Jason Kelly, a manager at the Brigs restaurant in Wake Forest, was fishing early Wednesday morning with a friend at Carolina Beach when they came upon the seal.

The men got an early start after spending the night on the beach at Freeman Park at the northern tip of town. Kelly said he could hardly believe his eyes when the seal, also known as the “hooked-nose sea pig,” started rolling around in the shallow water then hauled itself up onto the sand.

With its short forelimbs, the seal awkwardly lugged its long body farther and farther away from the water, seemingly unafraid of the astonished fishermen.

“I’m thinking this is a once in a lifetime thing unless you’re at SeaWorld,” Kelly, 33, said Friday.

So Kelly did what he thought SeaWorld staff might do. He threw bait fish toward the visitor from the northern Atlantic.

Unbeknownst to Kelly, though, getting within 50 yards of the wild animal and feeding it is against the law.

“It’s adorable and looks cute and cuddly,” said Peggy Sloan, executive director of the nearby Fort Fisher Aquarium. “But in reality, it’s a wild animal. They’ve got huge teeth.”

Male gray seals can grow to 10 feet long and 880 pounds. The females stay slightly smaller, typically growing to 7 1/2 feet long and 550 pounds.

They consume between 4 percent and 6 percent of their body weight daily, munching on fish, crustaceans, squid, octopus and occasionally seabirds. They usually consume smaller fish underwater, but the seals might bring a bigger fish to the surface where it can be broken into smaller pieces with their forelimb claws and sharp teeth.

While it’s unusual for a gray seal to be this far south, it is not uncommon for a young male to test the waters and adventure far from his family.

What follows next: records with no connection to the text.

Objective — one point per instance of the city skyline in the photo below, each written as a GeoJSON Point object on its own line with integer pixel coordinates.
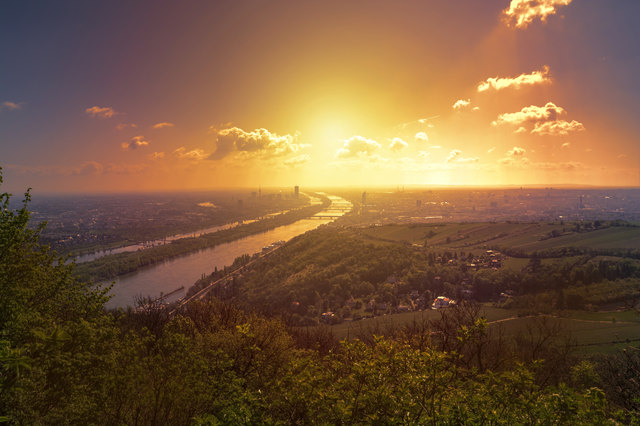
{"type": "Point", "coordinates": [160, 96]}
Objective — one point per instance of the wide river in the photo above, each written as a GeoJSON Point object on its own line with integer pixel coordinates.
{"type": "Point", "coordinates": [184, 271]}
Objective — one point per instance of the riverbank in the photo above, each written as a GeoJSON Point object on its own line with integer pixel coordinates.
{"type": "Point", "coordinates": [112, 266]}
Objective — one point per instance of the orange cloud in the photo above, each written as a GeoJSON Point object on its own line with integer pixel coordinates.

The grand adventurer in the southern North Carolina waters does not appear to have anything wrong with him, observers say. His travels tend to take him near piers, where fish are plenty.

But as fascinating as this beach newcomer is, Sloan and others are worried about fending off the Memorial Day weekend crowds that might be drawn to the novelty. Crews are working to get fliers up and notice out to people who might not know to keep their distance.

“It’s going to be a tough time to be a seal,” Sloan said.

Kelly, the Wake County man who had no idea that such rules existed, took several photos and videos with his phone so he could show his 10-year-old and 11-year-old daughters.

“To see this on the coast of North Carolina is a once-in-a-lifetime experience,” Kelly said.